Diverse reached out to one of those senators—Thad Cochran (R-Mississippi), chairman of the Senate Appropriations Committee—but did not get a response.
The letter—released by Doctors for America—alludes to the fact that, while there is not an outright ban on federal research into gun violence, that has been the practical effect of the so-called Dickey amendment, included in 1996 as a rider to the Labor-Health and Human Services-Education Appropriations bill.
“The language stated that the CDC could not fund research that would ‘advocate or promote gun control,’ and the language has remained in each subsequent annual funding bill,” the letter states. “At the same time, Congress cut CDC funding for this research.
“Although the Dickey amendment does not explicitly prevent research on gun violence, the combination of these two actions has caused a dramatic chilling effect on federal research that has stalled and stymied progress on gathering critical data to inform prevention of gun violence for the past 20 years,” the letter continues. “Furthermore, it has discouraged the next generation of researchers from entering the field.”

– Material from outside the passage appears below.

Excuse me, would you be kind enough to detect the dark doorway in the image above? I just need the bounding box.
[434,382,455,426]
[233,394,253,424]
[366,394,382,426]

Cornell said research can play an important role in illuminating what works to reduce gun violence.
“There is promising scientific evidence that some limitations on gun access for certain high risk individuals are effective in reducing violent crime, but, without rigorous, large-scale studies, we cannot reach firm conclusions,” Cornell said. “We need to find what works so that we can do more of it and also find what does not work and stop trying that, too.”
In addition to calling for Congress to lift the ban on federal research into gun violence, Levine also expressed her aggrievedness over the Orlando mass murder as a “hate crime that is an assault on the entire LGBTQ community.” She called on researchers to “redouble its commitment to examining how bigotry can be eliminated and respect for diverse communities fostered.”
“This and other recent tragedies rooted in hate raise a broad range of societal and policy issues that are at the core of education and education research,” Levine said of the Orlando shooting. “Scholars, policy makers, and education practitioners have an important role to play in addressing many of the issues underlying the spread of extremism, the persistence of prejudice, and the prevalence of gun violence.”
She added: “Developing and promoting research-based programs and policies to reduce the risk of violence on campuses and in other public areas needs to be a major focus of education research.”